Just as with the first-order partial derivatives, we can approximate second-order partial derivatives in the situation where we have only partial information about the function.
As we saw in Activity 10.2.5, the wind chill \(w(v,T)\text{,}\) in degrees Fahrenheit, is a function of the wind speed, in miles per hour, and the air temperature, in degrees Fahrenheit. Some values of the wind chill are recorded in Table \(\PageIndex{1}\).
Table \(\PageIndex{1}\). Wind chill as a function of wind speed and temperature.
| \(v \backslash T\) | -30 | -25 | -20 | -15 | -10 | -5 | 0 | 5 | 10 | 15 | 20 |
|---|---|---|---|---|---|---|---|---|---|---|---|
| 5 | -46 | -40 | -34 | -28 | -22 | -16 | -11 | -5 | 1 | 7 | 13 |
| 10 | -53 | -47 | -41 | -35 | -28 | -22 | -16 | -10 | -4 | 3 | 9 |
| 15 | -58 | -51 | -45 | -39 | -32 | -26 | -19 | -13 | -7 | 0 | 6 |
| 20 | -61 | -55 | -48 | -42 | -35 | -29 | -22 | -15 | -9 | -2 | 4 |
| 25 | -64 | -58 | -51 | -44 | -37 | -31 | -24 | -17 | -11 | -4 | 3 |
| 30 | -67 | -60 | -53 | -46 | -39 | -33 | -26 | -19 | -12 | -5 | 1 |
| 35 | -69 | -62 | -55 | -48 | -41 | -34 | -27 | -21 | -14 | -7 | 0 |
| 40 | -71 | -64 | -57 | -50 | -43 | -36 | -29 | -22 | -15 | -8 | -1 |
- Estimate the partial derivatives \(w_{T}(20,-15)\text{,}\) \(w_{T}(20,-10)\text{,}\) and \(w_T(20,-5)\text{.}\) Use these results to estimate the second-order partial \(w_{TT}(20, -10)\text{.}\)

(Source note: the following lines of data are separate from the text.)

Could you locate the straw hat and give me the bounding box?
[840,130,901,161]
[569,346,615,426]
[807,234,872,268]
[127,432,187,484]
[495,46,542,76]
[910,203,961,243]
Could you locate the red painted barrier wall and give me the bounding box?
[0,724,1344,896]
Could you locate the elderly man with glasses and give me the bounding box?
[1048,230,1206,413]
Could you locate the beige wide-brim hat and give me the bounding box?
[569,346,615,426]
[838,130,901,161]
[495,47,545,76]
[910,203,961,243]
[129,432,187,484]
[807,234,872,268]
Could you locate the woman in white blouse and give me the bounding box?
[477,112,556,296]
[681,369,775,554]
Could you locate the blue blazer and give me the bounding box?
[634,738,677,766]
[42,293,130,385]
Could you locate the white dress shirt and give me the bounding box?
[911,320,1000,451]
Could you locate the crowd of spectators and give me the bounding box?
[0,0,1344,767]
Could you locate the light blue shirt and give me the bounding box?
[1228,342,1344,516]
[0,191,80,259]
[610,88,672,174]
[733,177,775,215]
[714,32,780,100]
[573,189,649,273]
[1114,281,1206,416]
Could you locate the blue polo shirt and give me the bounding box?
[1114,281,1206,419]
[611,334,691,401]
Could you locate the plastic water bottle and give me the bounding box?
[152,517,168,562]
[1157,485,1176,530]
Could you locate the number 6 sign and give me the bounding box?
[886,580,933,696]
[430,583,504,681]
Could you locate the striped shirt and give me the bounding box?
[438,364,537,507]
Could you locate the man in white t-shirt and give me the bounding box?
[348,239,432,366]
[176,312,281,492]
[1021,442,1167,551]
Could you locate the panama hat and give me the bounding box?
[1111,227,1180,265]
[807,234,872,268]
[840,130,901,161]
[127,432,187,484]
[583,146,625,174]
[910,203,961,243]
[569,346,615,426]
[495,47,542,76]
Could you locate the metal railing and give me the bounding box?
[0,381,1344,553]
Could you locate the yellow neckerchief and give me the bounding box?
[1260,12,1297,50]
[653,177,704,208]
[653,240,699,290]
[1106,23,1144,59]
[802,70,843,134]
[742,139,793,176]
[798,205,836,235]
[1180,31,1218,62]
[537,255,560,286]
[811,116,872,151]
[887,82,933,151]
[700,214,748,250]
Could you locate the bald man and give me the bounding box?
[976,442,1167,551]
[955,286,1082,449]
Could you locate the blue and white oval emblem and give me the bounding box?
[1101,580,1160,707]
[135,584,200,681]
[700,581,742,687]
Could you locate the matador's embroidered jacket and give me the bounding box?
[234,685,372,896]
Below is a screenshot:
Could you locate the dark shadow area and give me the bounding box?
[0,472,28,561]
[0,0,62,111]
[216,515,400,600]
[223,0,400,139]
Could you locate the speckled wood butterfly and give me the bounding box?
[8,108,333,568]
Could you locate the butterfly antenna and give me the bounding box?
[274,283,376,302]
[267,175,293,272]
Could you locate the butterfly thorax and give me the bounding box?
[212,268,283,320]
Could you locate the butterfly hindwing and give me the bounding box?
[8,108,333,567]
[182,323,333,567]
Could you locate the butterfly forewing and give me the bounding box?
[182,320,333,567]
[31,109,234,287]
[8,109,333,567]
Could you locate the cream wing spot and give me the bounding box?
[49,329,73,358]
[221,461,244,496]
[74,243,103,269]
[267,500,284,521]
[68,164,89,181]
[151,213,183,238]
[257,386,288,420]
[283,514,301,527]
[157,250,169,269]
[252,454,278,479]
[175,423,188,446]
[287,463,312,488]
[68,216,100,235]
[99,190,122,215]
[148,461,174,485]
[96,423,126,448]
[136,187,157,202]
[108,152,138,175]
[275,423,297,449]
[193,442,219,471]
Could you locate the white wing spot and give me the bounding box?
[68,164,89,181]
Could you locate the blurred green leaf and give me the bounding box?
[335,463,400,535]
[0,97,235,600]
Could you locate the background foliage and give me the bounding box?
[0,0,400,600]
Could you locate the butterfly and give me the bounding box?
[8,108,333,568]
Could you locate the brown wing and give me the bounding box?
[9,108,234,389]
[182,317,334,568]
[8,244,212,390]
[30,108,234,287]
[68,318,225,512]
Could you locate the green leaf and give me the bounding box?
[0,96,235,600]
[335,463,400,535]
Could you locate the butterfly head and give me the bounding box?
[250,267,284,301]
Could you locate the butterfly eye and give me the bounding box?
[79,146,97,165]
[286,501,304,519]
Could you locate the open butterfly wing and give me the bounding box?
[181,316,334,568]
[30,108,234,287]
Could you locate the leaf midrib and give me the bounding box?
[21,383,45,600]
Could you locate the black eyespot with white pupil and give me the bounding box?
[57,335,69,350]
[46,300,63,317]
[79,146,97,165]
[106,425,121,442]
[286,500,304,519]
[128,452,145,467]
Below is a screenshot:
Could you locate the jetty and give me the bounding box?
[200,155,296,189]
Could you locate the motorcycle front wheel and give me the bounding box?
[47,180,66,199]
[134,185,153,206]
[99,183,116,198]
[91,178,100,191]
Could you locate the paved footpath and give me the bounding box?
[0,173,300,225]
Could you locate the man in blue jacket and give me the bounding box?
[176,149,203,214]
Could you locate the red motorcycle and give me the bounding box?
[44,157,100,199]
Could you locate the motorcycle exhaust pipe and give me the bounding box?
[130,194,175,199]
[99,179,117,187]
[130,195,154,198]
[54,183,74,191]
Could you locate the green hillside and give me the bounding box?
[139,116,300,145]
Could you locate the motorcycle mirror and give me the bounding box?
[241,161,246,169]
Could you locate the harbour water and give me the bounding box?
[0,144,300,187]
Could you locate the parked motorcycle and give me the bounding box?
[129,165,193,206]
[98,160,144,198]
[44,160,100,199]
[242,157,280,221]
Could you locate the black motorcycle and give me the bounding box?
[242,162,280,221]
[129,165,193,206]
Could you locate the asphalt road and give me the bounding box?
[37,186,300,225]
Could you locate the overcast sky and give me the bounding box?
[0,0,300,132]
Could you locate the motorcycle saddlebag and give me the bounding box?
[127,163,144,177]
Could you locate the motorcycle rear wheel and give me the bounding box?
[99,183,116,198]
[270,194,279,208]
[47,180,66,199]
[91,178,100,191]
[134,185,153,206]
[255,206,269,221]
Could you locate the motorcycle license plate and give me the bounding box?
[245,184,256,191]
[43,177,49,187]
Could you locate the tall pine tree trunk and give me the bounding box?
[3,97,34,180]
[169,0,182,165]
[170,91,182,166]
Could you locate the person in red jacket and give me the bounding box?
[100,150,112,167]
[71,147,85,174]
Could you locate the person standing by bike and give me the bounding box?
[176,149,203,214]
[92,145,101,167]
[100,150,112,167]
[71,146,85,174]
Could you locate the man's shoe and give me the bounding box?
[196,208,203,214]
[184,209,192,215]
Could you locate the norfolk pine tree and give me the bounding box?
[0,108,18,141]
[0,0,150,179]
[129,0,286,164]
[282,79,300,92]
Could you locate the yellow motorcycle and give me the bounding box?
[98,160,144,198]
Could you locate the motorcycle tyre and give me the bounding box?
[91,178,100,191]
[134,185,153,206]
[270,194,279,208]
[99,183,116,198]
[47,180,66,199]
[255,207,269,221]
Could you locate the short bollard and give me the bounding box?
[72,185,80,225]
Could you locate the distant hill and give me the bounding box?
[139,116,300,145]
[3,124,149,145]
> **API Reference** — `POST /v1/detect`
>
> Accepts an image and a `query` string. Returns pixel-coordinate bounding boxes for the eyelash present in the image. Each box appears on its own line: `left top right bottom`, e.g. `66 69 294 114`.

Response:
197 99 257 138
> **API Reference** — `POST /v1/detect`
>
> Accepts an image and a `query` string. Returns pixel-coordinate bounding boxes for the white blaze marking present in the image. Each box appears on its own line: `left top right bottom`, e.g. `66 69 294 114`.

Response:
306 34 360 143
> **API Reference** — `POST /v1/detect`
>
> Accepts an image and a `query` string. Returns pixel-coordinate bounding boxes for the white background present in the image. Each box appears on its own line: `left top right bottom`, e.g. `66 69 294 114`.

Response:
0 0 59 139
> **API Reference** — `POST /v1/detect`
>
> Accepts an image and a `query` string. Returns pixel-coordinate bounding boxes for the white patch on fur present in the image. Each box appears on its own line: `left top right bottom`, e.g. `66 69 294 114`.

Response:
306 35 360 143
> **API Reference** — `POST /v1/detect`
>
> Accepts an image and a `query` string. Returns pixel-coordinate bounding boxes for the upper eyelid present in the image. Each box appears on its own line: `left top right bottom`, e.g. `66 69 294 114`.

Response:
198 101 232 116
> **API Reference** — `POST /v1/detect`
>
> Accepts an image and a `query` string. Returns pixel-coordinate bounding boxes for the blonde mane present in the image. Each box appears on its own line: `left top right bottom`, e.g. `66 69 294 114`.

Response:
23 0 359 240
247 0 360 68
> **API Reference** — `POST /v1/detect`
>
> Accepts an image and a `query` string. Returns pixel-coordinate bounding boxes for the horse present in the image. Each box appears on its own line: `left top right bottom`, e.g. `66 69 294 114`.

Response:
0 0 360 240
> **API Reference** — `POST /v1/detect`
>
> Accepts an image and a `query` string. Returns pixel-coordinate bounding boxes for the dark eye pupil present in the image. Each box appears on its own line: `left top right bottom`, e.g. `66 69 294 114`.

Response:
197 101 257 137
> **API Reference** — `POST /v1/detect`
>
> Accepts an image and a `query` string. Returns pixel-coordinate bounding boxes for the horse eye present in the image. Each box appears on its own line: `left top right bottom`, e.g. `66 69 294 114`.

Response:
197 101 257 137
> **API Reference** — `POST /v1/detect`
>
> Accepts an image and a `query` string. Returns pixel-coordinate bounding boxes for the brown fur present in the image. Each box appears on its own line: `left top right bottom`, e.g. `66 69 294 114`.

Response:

- In a similar way, estimate the second-order partial \(w_{vv}(20,-10)\text{.}\)
- Estimate the partial derivatives \(w_T(20,-10)\text{,}\) \(w_T(25,-10)\text{,}\) and \(w_T(15,-10)\text{,}\) and use your results to estimate the partial \(w_{Tv}(20,-10)\text{.}\)
- In a similar way, estimate the partial derivative \(w_{vT}(20,-10)\text{.}\)
- Write several sentences that explain what the values \(w_{TT}(20, -10)\text{,}\) \(w_{vv}(20,-10)\text{,}\) and \(w_{Tv}(20,-10)\) indicate regarding the behavior of \(w(v,T)\text{.}\)
As we have found in Activities \(\PageIndex{3}\) and Activity \(\PageIndex{4}\), we may think of \(f_{xy}\) as measuring the “twist” of the graph as we increase \(y\) along a particular trace where \(x\) is held constant. In the same way, \(f_{yx}\) measures how the graph twists as we increase \(x\text{.}\) If we remember that Clairaut's theorem tells us that \(f_{xy} = f_{yx}\text{,}\) we see that the amount of twisting is the same in both directions. This twisting is perhaps more easily seen in Figure \(\PageIndex{7}\), which shows the graph of \(f(x,y) = -xy\text{,}\) for which \(f_{xy} = -1\text{.}\)
Summary
- There are four second-order partial derivatives of a function \(f\) of two independent variables \(x\) and \(y\text{:}\)
\[ f_{xx} = (f_x)_x, f_{xy} = (f_x)_y, f_{yx} = (f_y)_x,\ \mbox{and} \ f_{yy} = (f_y)_y. \nonumber \]
- The unmixed second-order partial derivatives, \(f_{xx}\) and \(f_{yy}\text{,}\) tell us about the concavity of the traces. The mixed second-order partial derivatives, \(f_{xy}\) and \(f_{yx}\text{,}\) tell us how the graph of \(f\) twists.